Moreover, m6A RNA methylation regulators' mRNA expression levels and their post-transcriptional regulations were also affected by a variety of factors. Yang et al.28 found that YTHDF2 was significantly associated with hepatocellular carcinoma, that miR-145 could target the 3′ UTR of YTHDF2 mRNA, and that miR-145 was negatively correlated with the expression level of YTHDF2 mRNA in HCC tissues. In non-small cell lung cancer (NSCLC), miR-33a downregulates the expression of METTL3, then decreases expression of the downstream genes EGFR, DNMT3A, and TAZ and inhibits NSCLC cell proliferation.29 Du et al.30 discovered that SUMOylation of METTL3 significantly reduces its m6A methyltransferase activity, leading to decreases of m6A levels in mRNAs, which directly enhanced tumorigenesis in lung cancer.

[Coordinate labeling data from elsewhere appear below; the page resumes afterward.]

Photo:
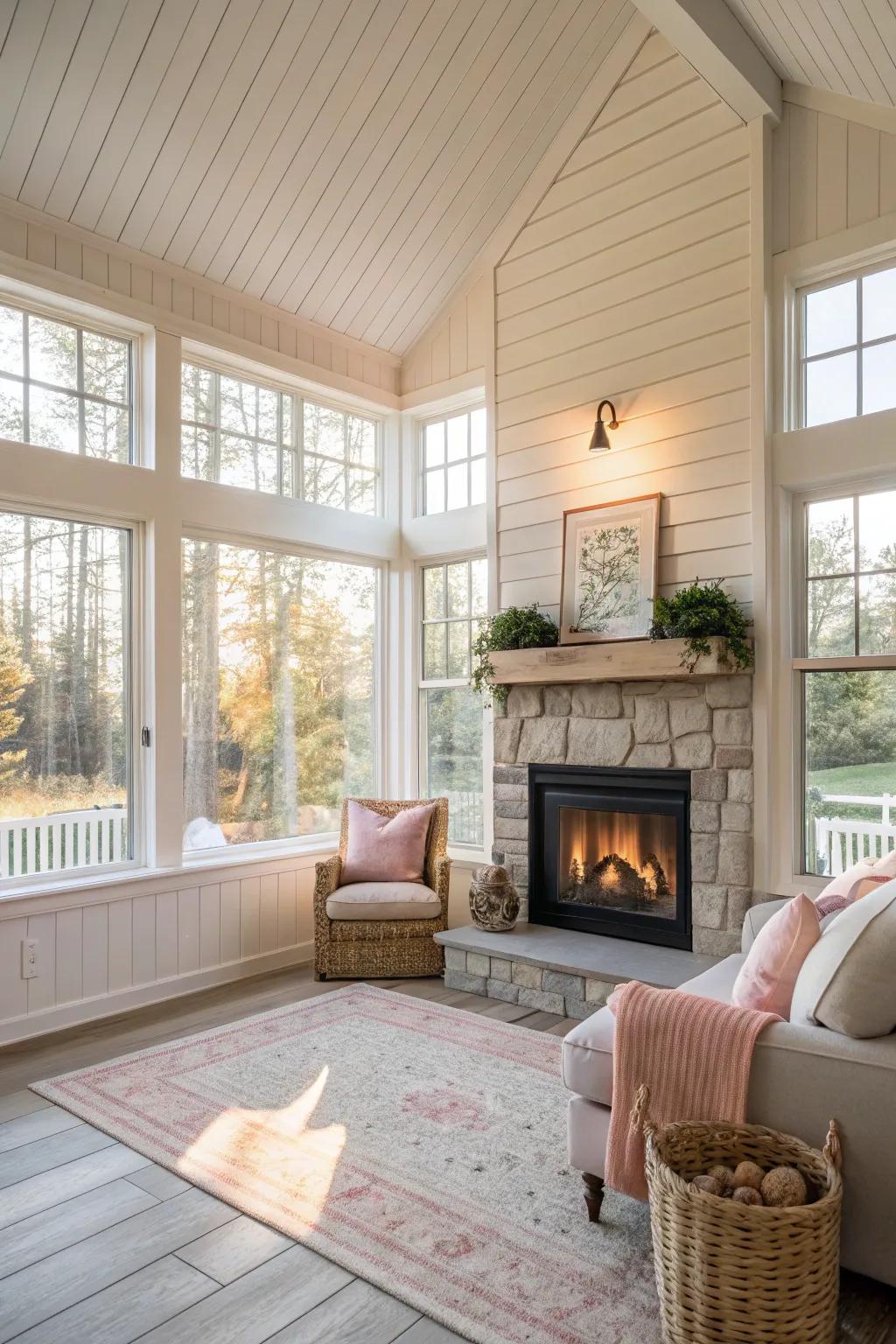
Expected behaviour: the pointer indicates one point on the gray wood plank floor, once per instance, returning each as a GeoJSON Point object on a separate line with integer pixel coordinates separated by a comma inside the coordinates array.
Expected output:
{"type": "Point", "coordinates": [101, 1246]}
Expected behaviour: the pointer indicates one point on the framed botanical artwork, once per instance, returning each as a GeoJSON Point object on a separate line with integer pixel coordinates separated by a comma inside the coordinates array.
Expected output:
{"type": "Point", "coordinates": [609, 570]}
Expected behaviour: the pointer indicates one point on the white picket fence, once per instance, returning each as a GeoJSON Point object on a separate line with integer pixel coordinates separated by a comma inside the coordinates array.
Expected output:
{"type": "Point", "coordinates": [840, 843]}
{"type": "Point", "coordinates": [62, 840]}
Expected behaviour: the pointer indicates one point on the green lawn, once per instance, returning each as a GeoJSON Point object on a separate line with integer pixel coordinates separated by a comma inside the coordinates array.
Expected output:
{"type": "Point", "coordinates": [870, 780]}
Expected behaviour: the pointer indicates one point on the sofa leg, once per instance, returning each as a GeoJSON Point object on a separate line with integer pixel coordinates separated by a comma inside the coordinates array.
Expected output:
{"type": "Point", "coordinates": [592, 1195]}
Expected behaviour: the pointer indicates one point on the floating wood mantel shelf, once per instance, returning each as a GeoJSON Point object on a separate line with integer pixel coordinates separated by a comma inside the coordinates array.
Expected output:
{"type": "Point", "coordinates": [626, 660]}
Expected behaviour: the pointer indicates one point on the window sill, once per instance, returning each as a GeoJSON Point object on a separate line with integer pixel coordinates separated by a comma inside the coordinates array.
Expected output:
{"type": "Point", "coordinates": [220, 862]}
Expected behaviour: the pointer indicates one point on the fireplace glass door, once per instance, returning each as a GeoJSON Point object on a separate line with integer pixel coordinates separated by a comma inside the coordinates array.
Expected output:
{"type": "Point", "coordinates": [618, 860]}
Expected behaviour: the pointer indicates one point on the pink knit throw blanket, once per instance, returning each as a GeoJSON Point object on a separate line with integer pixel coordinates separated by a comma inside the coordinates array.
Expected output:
{"type": "Point", "coordinates": [695, 1057]}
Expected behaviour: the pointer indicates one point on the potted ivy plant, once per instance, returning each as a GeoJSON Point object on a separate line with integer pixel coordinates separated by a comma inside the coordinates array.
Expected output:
{"type": "Point", "coordinates": [697, 614]}
{"type": "Point", "coordinates": [514, 628]}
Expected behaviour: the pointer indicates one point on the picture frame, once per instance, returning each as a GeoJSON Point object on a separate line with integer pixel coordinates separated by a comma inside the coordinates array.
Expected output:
{"type": "Point", "coordinates": [610, 559]}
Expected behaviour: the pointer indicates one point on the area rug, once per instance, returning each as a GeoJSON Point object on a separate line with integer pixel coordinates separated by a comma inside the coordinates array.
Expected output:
{"type": "Point", "coordinates": [419, 1146]}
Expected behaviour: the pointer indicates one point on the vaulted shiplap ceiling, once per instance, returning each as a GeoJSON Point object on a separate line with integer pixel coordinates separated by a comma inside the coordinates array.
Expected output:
{"type": "Point", "coordinates": [846, 46]}
{"type": "Point", "coordinates": [343, 159]}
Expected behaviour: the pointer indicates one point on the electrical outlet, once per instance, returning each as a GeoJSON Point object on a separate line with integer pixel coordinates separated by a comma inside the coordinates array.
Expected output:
{"type": "Point", "coordinates": [29, 958]}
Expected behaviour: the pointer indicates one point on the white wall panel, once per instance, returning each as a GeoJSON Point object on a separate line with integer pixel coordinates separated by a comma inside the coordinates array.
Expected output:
{"type": "Point", "coordinates": [101, 953]}
{"type": "Point", "coordinates": [632, 281]}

Other investigations have also shown that m6A mRNA expressions and m6A enzyme activity are regulated by a variety of molecular mechanisms, and these specific mechanisms need further study.
Numerous studies have shown that m6A modification regulators might play a role in cancer pathogenesis, but how they interact with lncRNAs during CRC progression is still unclear. lncRNAs, which were extensively modified by m6A regulators, controlled gene expression and cellular biology at both transcriptional and post-transcriptional levels.31 IGF2BP2 serves as a reader for stabilizing DANCR RNA and regulating the expression of lncRNA DANCR; then IGF2BP2 and DANCR work together to stimulate stem cell properties and carcinogenesis in pancreatic cancer.32 METTL3-mediated modification led to LINC00958 upregulation by stabilizing its RNA transcript, and LINC00958 sponged miR-3619-5p to upregulate hepatoma-derived growth factor (HDGF) expression, thereby facilitating HCC lipogenesis and progression.33 Yang et al. identified that low expression of METTL14 substantially abolished the m6A level of XIST, and increased XIST expression caused proliferation and metastasis of CRC. Furthermore, they found that m6A reader YTHDF2 could recognize m6A-methylated XIST to mediate the degradation of that lncRNA.34 lncRNA FOXM1-AS could enhance the coaction of ALKBH5 and FOXM1 and lead to the sustainability of glioblastoma cell stemness.35 We demonstrated that m6A modification of lncRNAs could affect the occurrence and progression of cancers, and lncRNAs might act as competing endogenous RNA (ceRNAs), targeting m6A regulators to influence tumor invasiveness. Therefore, we believe that lncRNA is one of the important targets of m6A modification regulators, and close attention should be paid to the interactions of m6A modifications and lncRNAs so that potential prognostic markers or therapeutic targets of cancers may be identified.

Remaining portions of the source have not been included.